Infected mothers who breastfeed can thus continue to do so with children, even premature babies, though they should carefully adhere to all rules of hygiene (disinfect hands before breastfeeding).

Is it helpful to disinfect foods with water purification tablets or with other substances to protect against infection with EHEC?

Water purification tablets are not suitable for the disinfection of foods. The prescribed concentration is only suitable for the purification of water. Increasing the concentration without testing efficacy in advance could - at worst case - lead to adverse health effects as a result of residues on foods.

At present no agent for the disinfection of foods is authorised for the German market or generally available. Disinfectants that are authorised in regard to food processing are exclusively authorised to disinfect the surfaces of kitchenware, floors, etc. rather than the foods themselves and should under no circumstances be used to treat these.

Are individuals who work in fruit and vegetable trade especially at risk?

In general, individuals who handle raw fruits and vegetables should adhere to the general rules of hygiene. There should be especially no eating, drinking or smoking when handling raw fruits or vegetables in the distribution or production of foods.

Can pets contract EHEC?

Pets can contract EHEC. These infections tend to take a milder course than human infections. It is, however, possible that animals infect humans via faecal-oral transmission if physical contact with the animals does not include sufficient hygiene.

What measures is BfR taking in order to protect consumers against EHEC?

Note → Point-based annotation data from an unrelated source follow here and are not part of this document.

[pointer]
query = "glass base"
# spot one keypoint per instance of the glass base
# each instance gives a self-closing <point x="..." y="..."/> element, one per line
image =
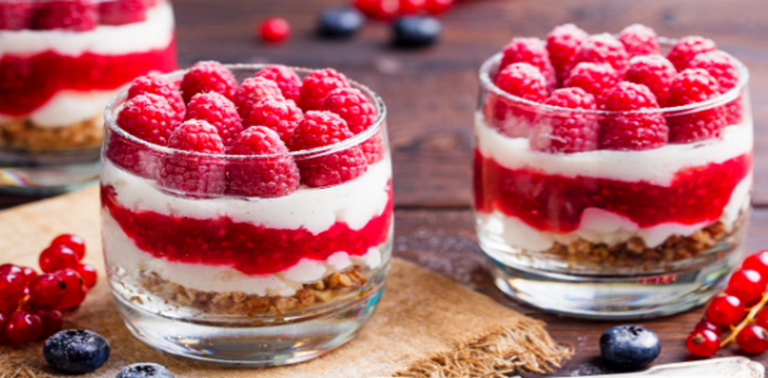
<point x="275" y="345"/>
<point x="614" y="298"/>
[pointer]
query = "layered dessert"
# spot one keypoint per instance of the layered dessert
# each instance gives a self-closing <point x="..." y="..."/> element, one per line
<point x="61" y="61"/>
<point x="599" y="155"/>
<point x="252" y="199"/>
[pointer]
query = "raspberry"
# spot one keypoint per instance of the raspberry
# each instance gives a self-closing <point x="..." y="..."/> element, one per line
<point x="267" y="177"/>
<point x="121" y="12"/>
<point x="594" y="78"/>
<point x="562" y="44"/>
<point x="533" y="52"/>
<point x="15" y="14"/>
<point x="281" y="116"/>
<point x="191" y="174"/>
<point x="154" y="84"/>
<point x="208" y="77"/>
<point x="653" y="71"/>
<point x="253" y="90"/>
<point x="563" y="131"/>
<point x="219" y="112"/>
<point x="76" y="15"/>
<point x="687" y="48"/>
<point x="508" y="116"/>
<point x="148" y="117"/>
<point x="316" y="87"/>
<point x="288" y="81"/>
<point x="319" y="129"/>
<point x="689" y="87"/>
<point x="639" y="40"/>
<point x="604" y="48"/>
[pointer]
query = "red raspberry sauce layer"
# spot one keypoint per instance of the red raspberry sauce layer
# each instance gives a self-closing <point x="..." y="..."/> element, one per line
<point x="28" y="82"/>
<point x="556" y="203"/>
<point x="249" y="248"/>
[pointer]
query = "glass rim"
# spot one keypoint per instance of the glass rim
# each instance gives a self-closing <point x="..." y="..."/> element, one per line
<point x="110" y="121"/>
<point x="492" y="63"/>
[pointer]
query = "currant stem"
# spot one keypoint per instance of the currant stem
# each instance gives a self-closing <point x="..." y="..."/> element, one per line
<point x="748" y="319"/>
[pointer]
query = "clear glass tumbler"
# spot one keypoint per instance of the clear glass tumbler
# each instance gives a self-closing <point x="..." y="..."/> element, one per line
<point x="224" y="277"/>
<point x="609" y="234"/>
<point x="58" y="72"/>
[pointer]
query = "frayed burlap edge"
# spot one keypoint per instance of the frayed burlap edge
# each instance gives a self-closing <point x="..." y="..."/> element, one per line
<point x="525" y="347"/>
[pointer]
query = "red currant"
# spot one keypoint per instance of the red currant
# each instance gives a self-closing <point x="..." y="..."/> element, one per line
<point x="57" y="257"/>
<point x="52" y="320"/>
<point x="89" y="275"/>
<point x="23" y="327"/>
<point x="753" y="339"/>
<point x="75" y="291"/>
<point x="703" y="343"/>
<point x="46" y="291"/>
<point x="725" y="310"/>
<point x="74" y="242"/>
<point x="747" y="284"/>
<point x="274" y="30"/>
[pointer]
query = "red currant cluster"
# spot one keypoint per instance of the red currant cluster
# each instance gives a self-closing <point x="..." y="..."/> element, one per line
<point x="739" y="309"/>
<point x="31" y="304"/>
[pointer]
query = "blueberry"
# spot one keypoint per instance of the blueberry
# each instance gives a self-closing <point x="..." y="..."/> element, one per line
<point x="145" y="370"/>
<point x="629" y="347"/>
<point x="416" y="31"/>
<point x="340" y="22"/>
<point x="76" y="351"/>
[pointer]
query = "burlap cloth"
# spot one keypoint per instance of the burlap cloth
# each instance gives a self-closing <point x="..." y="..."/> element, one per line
<point x="425" y="326"/>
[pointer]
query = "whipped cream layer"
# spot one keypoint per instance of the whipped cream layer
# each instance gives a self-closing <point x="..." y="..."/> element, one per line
<point x="156" y="32"/>
<point x="316" y="210"/>
<point x="122" y="253"/>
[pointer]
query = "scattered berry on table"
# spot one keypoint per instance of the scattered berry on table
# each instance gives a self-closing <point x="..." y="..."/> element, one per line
<point x="629" y="347"/>
<point x="76" y="351"/>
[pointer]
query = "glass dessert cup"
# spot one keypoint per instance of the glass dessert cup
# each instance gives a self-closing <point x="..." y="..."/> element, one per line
<point x="237" y="280"/>
<point x="56" y="78"/>
<point x="609" y="234"/>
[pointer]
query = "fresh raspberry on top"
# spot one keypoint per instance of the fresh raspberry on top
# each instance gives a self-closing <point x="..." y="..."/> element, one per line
<point x="252" y="91"/>
<point x="15" y="14"/>
<point x="156" y="85"/>
<point x="282" y="116"/>
<point x="639" y="40"/>
<point x="267" y="177"/>
<point x="319" y="129"/>
<point x="533" y="52"/>
<point x="687" y="48"/>
<point x="288" y="81"/>
<point x="562" y="44"/>
<point x="193" y="174"/>
<point x="121" y="12"/>
<point x="690" y="86"/>
<point x="604" y="48"/>
<point x="76" y="15"/>
<point x="148" y="117"/>
<point x="360" y="114"/>
<point x="653" y="71"/>
<point x="567" y="132"/>
<point x="208" y="76"/>
<point x="219" y="112"/>
<point x="316" y="87"/>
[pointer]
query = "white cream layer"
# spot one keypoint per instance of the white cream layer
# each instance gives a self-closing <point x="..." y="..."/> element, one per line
<point x="156" y="32"/>
<point x="121" y="252"/>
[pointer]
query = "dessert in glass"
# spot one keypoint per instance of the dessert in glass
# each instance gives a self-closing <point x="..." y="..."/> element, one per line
<point x="247" y="211"/>
<point x="612" y="181"/>
<point x="61" y="61"/>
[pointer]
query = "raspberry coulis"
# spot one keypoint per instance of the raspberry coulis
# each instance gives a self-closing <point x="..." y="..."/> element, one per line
<point x="27" y="82"/>
<point x="250" y="248"/>
<point x="556" y="203"/>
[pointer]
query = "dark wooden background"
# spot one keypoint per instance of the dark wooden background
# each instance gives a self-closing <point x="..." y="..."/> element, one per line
<point x="431" y="95"/>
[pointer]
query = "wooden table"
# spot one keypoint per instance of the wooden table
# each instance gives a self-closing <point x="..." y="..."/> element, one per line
<point x="431" y="96"/>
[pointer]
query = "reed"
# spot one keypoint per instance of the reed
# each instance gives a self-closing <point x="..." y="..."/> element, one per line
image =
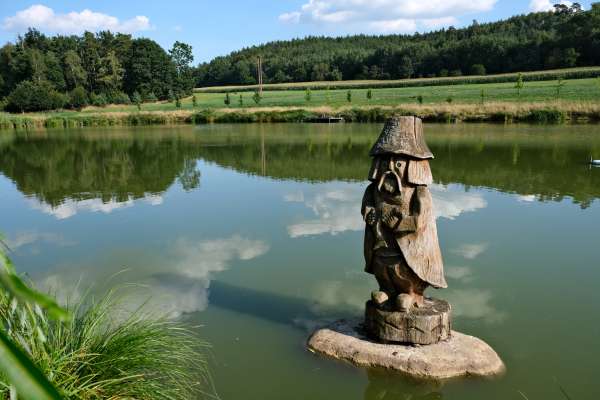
<point x="103" y="353"/>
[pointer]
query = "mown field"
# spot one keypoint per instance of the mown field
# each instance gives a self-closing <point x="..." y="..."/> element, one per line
<point x="548" y="75"/>
<point x="580" y="90"/>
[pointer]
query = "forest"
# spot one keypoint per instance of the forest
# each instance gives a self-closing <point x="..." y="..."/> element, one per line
<point x="39" y="73"/>
<point x="42" y="73"/>
<point x="567" y="37"/>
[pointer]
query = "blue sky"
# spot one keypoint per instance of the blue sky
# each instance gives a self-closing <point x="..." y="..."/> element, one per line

Reference laboratories are located at BfR and the Robert Koch Institute. These laboratories are involved in the detection, characterisation and risk assessment of EHEC. E. coli isolated from foods by the competent authorities of the Federal Länder are sent to BfR for further characterisation in order to identify EHEC that are pathogenic to humans, i.e. cause disease in humans. The characterisation of EHEC types and their virulence determinants is necessary in order to determine if human infections are caused by the consumption of foods contaminated with EHEC and in order to contain disease outbreaks as quickly as possible.